Much of today’s software deals with multiple concurrent tasks. Web browsers support multiple concurrent HTTP connections, graphical user interfaces deal with multiple windows and input devices, and Web and DNS servers handle concurrent connections or transactions from large numbers of clients.
The number of concurrent tasks that needs to be handled keeps increasing at the same time as the software is growing more complex. Structuring concurrent software in a way that meets the increasing scalability requirements while remaining simple, structured, and safe enough to allow mortal programmers to construct ever-more complex systems is a major engineering challenge.
Different approaches to concurrent programming offer different trade-offs in terms of performance, scalability, and programming complexity. This article examines and contrasts some of them. It is based on the author’s experience writing network server and GUI applications in C and C++ in a Unix environment, but the underlying issues are universal and apply equally to other types of concurrent applications, programming languages, and environments.
People often ask, “Is this program multithreaded?” This may at first seem like a straightforward question to answer with a simple yes or no, but in fact it’s often not. The word multithreaded means different things to different people, and often people can’t even agree on whether a particular program should be considered multithreaded or not.

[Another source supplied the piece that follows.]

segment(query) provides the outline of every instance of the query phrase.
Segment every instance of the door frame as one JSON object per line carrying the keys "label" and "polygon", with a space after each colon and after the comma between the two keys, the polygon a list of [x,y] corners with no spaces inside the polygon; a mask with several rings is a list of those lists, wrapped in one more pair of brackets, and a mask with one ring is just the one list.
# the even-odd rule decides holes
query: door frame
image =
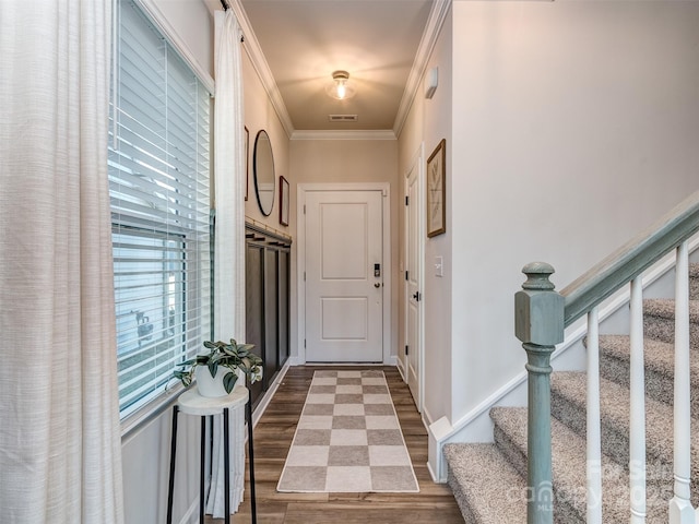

Usually, the question, “Is it multithreaded?” reflects a specific concern, such as:
In the case of most practical programs, these questions don’t all have the same answer. Sometimes they are not even the right questions; if you have a dual-processor machine, which kind of program would you rather use? One that uses both processors, or one that uses only one of the processors but runs faster because it is based on an algorithm that can’t be parallelized but is very, very fast?
When the word multithreaded is used in the rest of this article, it will not be in the sense of any of the previous questions. Instead, let’s simply define multithreaded as having more than one flow of control, regardless of where those flows execute or how many of them are making progress at any given moment.
One popular approach to writing programs that need to deal with multiple independent sources of input is the event-driven model. In an event-driven program, a central event loop watches all external sources of data (e.g., network connections, input devices, and timers) and invokes callback functions to process each piece of data as it arrives. This model is familiar to users of GUI toolkits and is the basis of many network servers such as the BIND family of DNS servers.
Event-driven programs are highly portable since they don’t require any special multithreading support from their environments, and in practice they are often successful enough in creating an illusion of concurrency that users think of them as multithreaded, even though they actually have only a single thread of control.
The downside to event-driven programming is that it is messy, tedious, unstructured, and repetitive. In an event-driven program, the event loop is in control, not the programmer. When an event-driven program wants to perform an I/O operation such as reading some data from a network connection, it can’t simply stop and wait for the data. Instead, it needs to set up an I/O request and then return to the event loop. When the data is available, the event loop will invoke an I/O completion callback function to process it. This forces the programmer to ruin a perfectly fine program by chopping it up into a series of short callback functions.1
Algorithms that would naturally be expressed as hierarchies of function calls and loops have to be modified by splitting them into separate callbacks at each point where the algorithm needs to wait for network input or other external events. At these points, the complete state of the algorithm must be painstakingly stored away in a data structure while execution returns to the event loop awaiting invocation of the next callback.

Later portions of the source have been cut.